VIRAL Mahasiswi Indonesia Kerja Jadi Petani di Jepang, Digaji Rp 1,3 Juta Sehari, Ini Ceritanya


Kisah seorang mahasiswi asal Indonesia kerja paruh waktu jadi petani di Jepang, viral di media sosial.

Dari hasil kerjanya, mahasiswi ini menerima gaji sekitar 10 ribu Yen atau setara Rp 1,3  juta per hari.
Bisa dibayangkan berapa gaji yang ia dapatkan selama sebulan penuh.
Cerita mahasiswi asal Indonesia itu awalnya terungkap dari video akun TikTok @heyedle.

Hingga artikel ini terbit, video TikTok tersebut ditonton lebih dari 2 juta orang.
Tak sedikit komentar warganet tergiur dengan program magang mahasiswi itu.
"Mau ih sambil kuliah," komentar @weychancan.
"Spill caranya kak," tulis @alyaizzahz.

Cerita si Mahasiswi
Dikonfirmasi Tribunnews.com, mahasiswi asal Indonesia itu bernama asli Putrie Khairunnisa (24), asal Bogor, Jawa Barat.
Putrie menyebut pengalamannya kerja sebagai petani di Jepang ia jalani pada 2019 lalu.

Kala itu, ia berkesempatan ikut program magang dari salah satu kampus negeri di Bogor, yang bekerja sama dengan perusahaan jamur di Jepang.

Di sela waktu luang magangnya, ia sempat bekerja menjadi petani padi selama 3 hari.
"Sebenarnya magangnya di perusahaan jamur bukan padi. Kalau padi itu aku nyoba part time aja dan itu 3 hari doang," kata Putrie ketika dihubungi, Jumat (4/2/2022).

Bekerja paruh waktu sebagai petani dalam sehari, Putrie bisa mendapatkan bayaran 10 ribu Yen atau sekitar Rp 1,3 juta dalam sehari.

Di mana satu hari kerja sama dengan 8 jam.
Ia juga mendapat perlakuan yang baik dari si pemilik lahan.
Putrie mengatakan alasannya part time jadi petani adalah karena ia tertarik dengan cara menanam padi di Jepang.

Menurutnya, lahan untuk menanam padi di Jepang berbeda dengan di Indonesia.
Sebagai mahasiswi agribisnis, kegiatan ini tentu menambah wawasannya seputar pertanian.

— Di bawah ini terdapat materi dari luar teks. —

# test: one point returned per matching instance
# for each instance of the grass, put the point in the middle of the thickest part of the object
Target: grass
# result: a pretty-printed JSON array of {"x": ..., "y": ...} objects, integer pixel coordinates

"Aku tertarik buat tahu cara menanam padi di sana soalnya kalau salju enggak bisa tumbuh."

"Mereka menanam bukan di sawah tapi di greenhouse, pakai wadah beberapa lapis tanah dan bibit terus naruh di wadahnya juga pakai mesin. Jadi takarannya udah otomatis," cerita dia.

Tak sendirian, Putrie juga ditemani beberapa mahasiswa asal Indonesia lainnya.
Cerita Putrie dan teman-temannya bekerja jadi petani ini sampai masuk ke koran Jepang pada saat itu.


Dapet Gaji yang Sama di Perusahaan Tempat Magang
Selain kerja menjadi petani, Putrie juga membagikan kisahnya mengikuti magang di perusahaan jamur di Jepang, yang berlokasi di kota Gosen, Niigata, Jepang.
Tak hanya ilmu dan pengalaman, Putrie juga mendapatkan gaji yang sama, sekitar 10 ribu Yen atau Rp 1,3 juta dari kegiatan magangnya.

"Jadi di perusahaan itu ada beberapa divisi dan kita coba semuanya, terus belajar tentang jamur, belajar bahasa juga di sana," kata dia.

"Sehari sekitar 10 ribu Yen jadi perbulannya bisa itung sendiri, hari kerja 19-24 hari."
"Di perusahaan jamur atau part-time jadi petani gajinya sama aja," cerita dia.

Putrie menjelaskan kisaran gaji yang ia dapatkan itu sangat cukup untuk biaya hidupnya di sana.
"Cukup banget, udah bayar rumah, makan, skin care, liburan, belanja tapi tetep bisa nabung banyak," ucap dia.

Dari videonya yang viral itu, Putrie berpesan agar mahasiswa Indonesia lainnya tidak perlu takut untuk belajar atau bekerja di luar negeri.
Menurut dia, selain gaji yang didapatkan lebih tinggi, yang paling penting adalah pengalaman.

"Biasanya pada mikirin biaya hidup padahal enggak semahal itu kok."
"Di luar gaji yang tinggi bagi mahasiswa seperti aku dulu, yang paling penting pengalaman di sana banyak banget."
"Pembelajaran yang diambil apalagi tentang kedisiplinan orang jepang salut banget," jelasnya.